Welcoming new jetliner, El Al vows to woo back passengers and boost service
Israel’s El Al heralded a “new era” at the flag carrier on Wednesday as it foreshadowed a concerted effort to win back lucrative Israeli business passengers who have turned their back on the airline in favor of more agile European and Asian competitors.
At an elaborate ceremony at Tel Aviv’s Ben Gurion Airport to mark the arrival of the first Boeing 787-9 'Dreamliner' aircraft, El Al’s CEO David Maimon said that the company will use the opportunity to completely overhaul their service offering.
"I am sure [because of] this aircraft, most of our passengers will be back, especially the business segment,” he said after completing the trip from Boeing’s factory in Seattle.

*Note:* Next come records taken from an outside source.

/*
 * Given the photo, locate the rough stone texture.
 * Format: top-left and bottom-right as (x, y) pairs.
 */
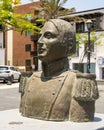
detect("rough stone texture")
(19, 72), (33, 96)
(19, 19), (99, 122)
(69, 98), (95, 122)
(69, 73), (99, 122)
(72, 74), (99, 101)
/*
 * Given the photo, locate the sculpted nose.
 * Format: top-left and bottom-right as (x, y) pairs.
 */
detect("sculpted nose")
(37, 36), (43, 47)
(37, 41), (46, 52)
(38, 42), (43, 48)
(38, 34), (43, 43)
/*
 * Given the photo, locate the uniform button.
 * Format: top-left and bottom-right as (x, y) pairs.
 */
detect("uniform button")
(52, 91), (55, 95)
(58, 79), (62, 81)
(28, 90), (30, 92)
(45, 111), (48, 115)
(32, 78), (35, 80)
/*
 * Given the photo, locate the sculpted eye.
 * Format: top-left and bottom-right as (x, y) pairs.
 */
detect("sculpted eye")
(44, 32), (56, 39)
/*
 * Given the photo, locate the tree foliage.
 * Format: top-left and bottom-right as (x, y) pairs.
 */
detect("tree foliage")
(39, 0), (75, 20)
(0, 0), (78, 34)
(76, 32), (104, 64)
(0, 0), (41, 34)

“They are flying every week, and they need their comfort. I understand that,” added Maimon on board the new aircraft, named after the Israeli city of Ashdod.
He added that the aircraft will not only shave fuel and maintenance costs but also heralds a "new era" at the airline and be an impetus for a “change of culture” company-wide.
Straddled by government-mandated security requirements and a ban from flying on the Jewish Sabbath, the airline has been slow to embark on the expensive endeavor of renewing their long-haul fleet, even as an EU-Israel “open skies” treaty brought new competition flooding onto their home turf.
Some high-yielding passengers on trunk routes to North America and Asia have peeled away to competitors like Turkish Airlines and Hong Kong’s Cathay Pacific, while the lower end of the market has also been squeezed by burgeoning low-cost expansion to Israel by the likes of Wizzair, Easyjet and Ryanair.
Sixteen Boeing 787 aircraft will be acquired through a combination of leasing and outright purchases, and the firm will phase out the Boeing 747 and 767 fleets, many of which are more than twenty years old.
What to expect on-board?
El Al will match the offerings of key competitors by introducing fully lie-flat business class seats with aisle access, compared to old-style recliners on existing aircraft that fly on crowded routes to Europe, the US and Canada.
The new interiors will also bring the entertainment system up to date. All classes will have much larger screens that currently installed on El Al’s fleet, featuring an on-demand system now common on most major carriers.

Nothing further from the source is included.